8th June 2016. Åhus and Tosteberga Hamn, Sweden.

It was time to leave the farm and on the way out of the yard we stopped for water but the tap was just a valve and bit of pipe, luckily Darren had read that it was a good idea to have a universal adaptor which he still had to force on to the pipe.  The German man who had just been using it pointed to the tap and said to Darren “Scheisse!” which we assume means “Shit!” because it definitely was.

He was driving a very old Frankia, which fills us full of hope that ours will be as robust, they drove slowly out of the yard in the same direction as we were going.  We caught up with them further along the road and we drove in a Frankia convoy until he turned off several (slow) miles down the road.

We drove to Åhus and did our usual trick of driving all through the town trying to find the beach.

We eventually found a little car park in the woods.

As we walked through the woods we came across a beautiful house with a tower from where they could look out over the sea.

The path came out at a very long beach with a long jetty.

A group of teenagers were excitedly playing a ball game on the beach with a teacher, they looked like they were having a great time.

The tide had gone out so we walked across the wavy sand to reach the sea.  We found some little creatures swimming around a piece of wood, they were dark brown and had lots of legs which they paddled with.   As we paddled out further we saw what looked like lots of teeny lobsters swimming around.

The teenagers finished their game and went back to their camp and peace descended.

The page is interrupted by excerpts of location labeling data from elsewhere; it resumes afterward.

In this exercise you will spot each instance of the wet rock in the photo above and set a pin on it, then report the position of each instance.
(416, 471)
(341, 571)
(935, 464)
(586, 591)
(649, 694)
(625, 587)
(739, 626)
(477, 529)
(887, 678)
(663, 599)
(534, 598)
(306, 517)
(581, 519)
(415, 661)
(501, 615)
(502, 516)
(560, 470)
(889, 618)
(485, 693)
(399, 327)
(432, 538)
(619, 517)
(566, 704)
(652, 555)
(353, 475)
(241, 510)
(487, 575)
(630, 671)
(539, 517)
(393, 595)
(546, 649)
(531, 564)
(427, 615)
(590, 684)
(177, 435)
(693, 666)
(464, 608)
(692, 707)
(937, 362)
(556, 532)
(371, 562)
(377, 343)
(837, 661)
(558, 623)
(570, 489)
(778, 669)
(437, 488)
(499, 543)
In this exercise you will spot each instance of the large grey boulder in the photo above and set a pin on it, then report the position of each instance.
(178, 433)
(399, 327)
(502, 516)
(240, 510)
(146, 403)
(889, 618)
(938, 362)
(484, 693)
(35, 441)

Further along the beach path we came across a pretty fishing cabin and some fishing boats.

To top it all off as we walked through the woods back to our van I saw two red squirrels playing in the car park.  I’m glad we came here, it’s lovely.

We left the car park and drove a few minutes up the road to the Coop (a supermarket a bit like Waitrose).  Darren managed to squeeze the van into a double space and hoped no one would park next to us because manoeuvring  out of the exit was going to be tight.

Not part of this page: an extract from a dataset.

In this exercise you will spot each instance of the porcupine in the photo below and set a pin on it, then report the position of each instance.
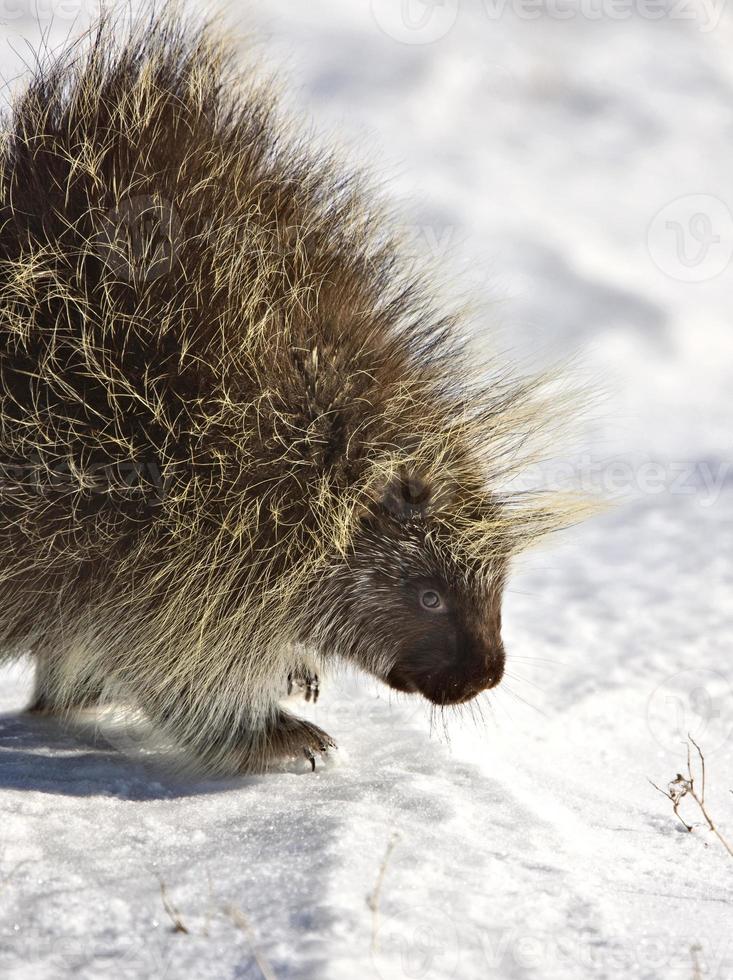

The shop had a great salad bar so we mixed and matched two salad bowls, for a lazy lunch, with boiled eggs, falafel, pickles, palm hearts, black barley and salad leaves.  Darren bought a HUGE loaf of rye bread, that lasted quite a few days.

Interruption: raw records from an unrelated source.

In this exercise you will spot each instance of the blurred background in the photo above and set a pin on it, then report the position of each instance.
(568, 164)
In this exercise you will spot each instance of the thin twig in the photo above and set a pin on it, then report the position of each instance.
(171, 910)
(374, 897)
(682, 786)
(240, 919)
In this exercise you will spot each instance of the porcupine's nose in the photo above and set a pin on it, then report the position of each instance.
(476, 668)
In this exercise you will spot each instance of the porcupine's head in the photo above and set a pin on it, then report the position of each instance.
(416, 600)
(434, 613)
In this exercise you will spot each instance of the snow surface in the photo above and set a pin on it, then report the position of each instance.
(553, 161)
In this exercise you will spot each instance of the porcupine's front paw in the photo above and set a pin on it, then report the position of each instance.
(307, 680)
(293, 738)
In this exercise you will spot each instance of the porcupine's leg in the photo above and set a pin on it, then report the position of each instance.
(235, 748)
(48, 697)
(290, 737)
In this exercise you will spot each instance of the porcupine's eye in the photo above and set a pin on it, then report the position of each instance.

We were starving when we came out of the shop so we decided to eat and then move on, with hindsight we should have gone back to the woodland car park but we didn’t and just as we were about to leave a woman pulled up in the space next to us and we could see her husband tell her the car wasn’t forward enough so she moved the car until it was hanging over the front of the parking bay.  How to make it extra hard for a motorhomer to exit the car park in one easy lesson.

Darren foiled her however and I was most impressed with the way he managed to squeeze the van round her car and out of the exit.

We drove on to our next stop, Tosteberga Hamn, I didn’t think it could possibly be as good as our last stop but it was.

It was a tiny harbour at the end of a very long single track lane, it would have been a long way to reverse if we’d met another van coming the other way, I wonder how they manage when it gets busy during the summer.

The view across the bay was so beautiful that we decided that we needed to come back here for a couple of nights after Sweden Rock, which is where we were travelling to the following day.

It was a beautiful sunny day and it seems that Thursdays are the start of the Swedish weekend because the site soon filled up with motorhomes, even the ‘Do Not Park’ area was parked in!

We wandered over to the harbour and Darren pointed to shoals of fish swimming around the boats, the fish in the shoals got bigger and bigger as we walked to the end of the pier.

After a while Darren went back to the van to do some work and I took photos of the pair of swans with their cygnets swimming in the sea, although I’ve seen loads of swans swimming in the sea since we arrived at the Baltic Sea coast I still can’t quite believe my eyes.

In the evening a storm kicked in so we set up our ‘mezzanine’ lounge/sofa’ and snuggled up to watch Vikings.